‘Anyone can get it’
ORAL HISTORY | AUTUMN AUSTIN
A personal testimony by the executive director of Colors of Lupus Nevada.
My nine-to-five job is working as the marketing and recruiting director for Innovative Health Research. I am also the executive director for Colors of Lupus Nevada. Lupus primarily affects African Americans and women, but anyone can get it.
My lupus story began in December 2012, when I was first diagnosed with the disease — three years after I began having symptoms. It was apparent that something was seriously wrong with me, when I started passing out for no particular reason. I often found myself in the hospital because of the fainting spells. The doctors started running tests in 2009 to find out what the problem was. But they still couldn’t figure it out. Even today, people look at me and say they can’t believe I have any health issues.
Finally, one of the tests came back and indicated that I had a positive Antinuclear Antibody (ANA). This test indicates a person’s autoimmune disorder that affects many tissues and organs throughout the body. That’s when my primary care physician said, “I think you have lupus.” My doctor referred me to neurologist and an eye, nose and throat doctor.
Currently, I don’t have passing out spells — and after all the testing and seeing a lot of doctors, I was diagnosed with the highest form of vertigo. Now, I have a multitude of lupus symptoms that include hair loss; sensitivity to sun and UV rays; rashes; nausea and dizziness.
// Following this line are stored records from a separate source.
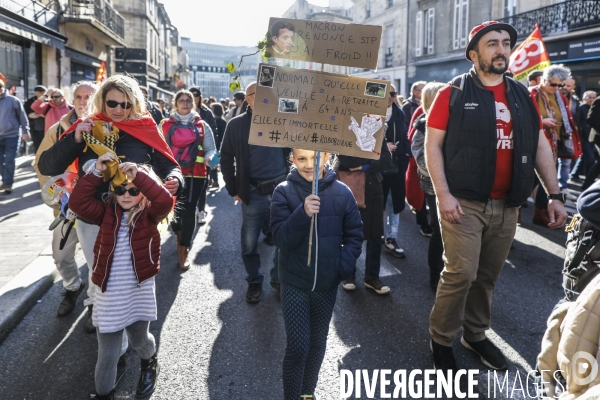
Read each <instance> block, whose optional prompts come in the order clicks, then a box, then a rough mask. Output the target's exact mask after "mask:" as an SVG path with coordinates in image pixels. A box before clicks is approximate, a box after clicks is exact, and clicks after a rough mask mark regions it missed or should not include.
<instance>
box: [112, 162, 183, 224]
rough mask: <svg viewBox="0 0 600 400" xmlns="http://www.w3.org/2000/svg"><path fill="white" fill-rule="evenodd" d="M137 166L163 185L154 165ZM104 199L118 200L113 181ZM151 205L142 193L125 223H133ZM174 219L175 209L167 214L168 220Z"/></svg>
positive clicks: (140, 170)
mask: <svg viewBox="0 0 600 400" xmlns="http://www.w3.org/2000/svg"><path fill="white" fill-rule="evenodd" d="M137 167H138V170H140V171H143V172H145V173H146V174H147V175H148V176H149V177H150V178H151V179H153V180H154V182H156V183H157V184H159V185H161V186H162V185H163V182H162V180H161V179H160V178H159V177H158V175H156V173H154V170H153V169H152V167H151V166H150V165H147V164H138V165H137ZM132 184H133V183H132ZM123 186H127V183H125V184H124V185H123ZM103 200H104V201H114V202H115V203H116V202H117V195H116V194H115V192H114V189H113V187H112V183H111V190H110V192H108V193H105V194H104V197H103ZM150 205H151V203H150V200H148V199H147V198H146V196H144V195H143V194H142V200H140V202H139V203H138V204H137V205H136V206H134V207H131V208H130V209H129V215H128V216H127V221H125V224H126V225H131V223H132V222H133V220H134V219H135V217H136V216H137V215H138V214H139V213H141V212H142V211H144V209H145V208H146V207H148V206H150ZM172 219H173V211H171V212H170V213H169V215H167V222H171V220H172Z"/></svg>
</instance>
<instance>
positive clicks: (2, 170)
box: [0, 136, 21, 186]
mask: <svg viewBox="0 0 600 400" xmlns="http://www.w3.org/2000/svg"><path fill="white" fill-rule="evenodd" d="M20 141H21V137H20V136H11V137H0V175H2V184H3V185H4V186H12V184H13V183H14V181H15V158H17V150H18V149H19V142H20Z"/></svg>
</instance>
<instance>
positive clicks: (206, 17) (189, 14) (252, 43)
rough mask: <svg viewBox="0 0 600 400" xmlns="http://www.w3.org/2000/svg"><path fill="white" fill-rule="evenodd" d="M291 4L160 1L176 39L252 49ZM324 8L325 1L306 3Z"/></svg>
mask: <svg viewBox="0 0 600 400" xmlns="http://www.w3.org/2000/svg"><path fill="white" fill-rule="evenodd" d="M294 1H295V0H196V1H192V0H162V1H161V2H162V3H163V4H164V5H165V8H166V10H167V13H168V14H169V18H170V19H171V23H172V24H173V25H174V26H175V27H177V29H178V30H179V35H180V36H183V37H189V38H191V40H192V41H194V42H201V43H211V44H220V45H226V46H256V43H258V42H259V41H260V40H261V39H262V38H263V37H264V35H265V33H266V32H267V30H268V29H269V18H270V17H281V16H282V15H283V13H284V12H286V11H287V9H288V8H290V7H291V6H292V4H294ZM309 3H311V4H315V5H318V6H327V5H328V4H329V0H309Z"/></svg>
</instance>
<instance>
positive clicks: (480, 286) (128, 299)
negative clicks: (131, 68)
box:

Also, I get ulcers like canker sores in my mouth and ears. My joints stiffen and I suffer with arthritis. Often I also have unexplained fevers. A lot of people say that lupus mimics other diseases. Many people with lupus don’t appear sick until we start having a flare up.
Most of the symptoms are internal, and you won’t necessarily see the effects unless there is a rash — sometimes is in the shape of a butterfly — or hair loss and pain from arthritis. The tissue around my heart is also inflamed and I also have fluid around my lungs.
Unfortunately, Las Vegas is not a friendly place for people with lupus because of the heat and sun. I have maintained because of the medication I take. I am currently having a lupus flare up that has lasted three weeks. Usually, I take prednisone when I have a flare up, but not too much because it is not very good for your system if used for an extended use of time.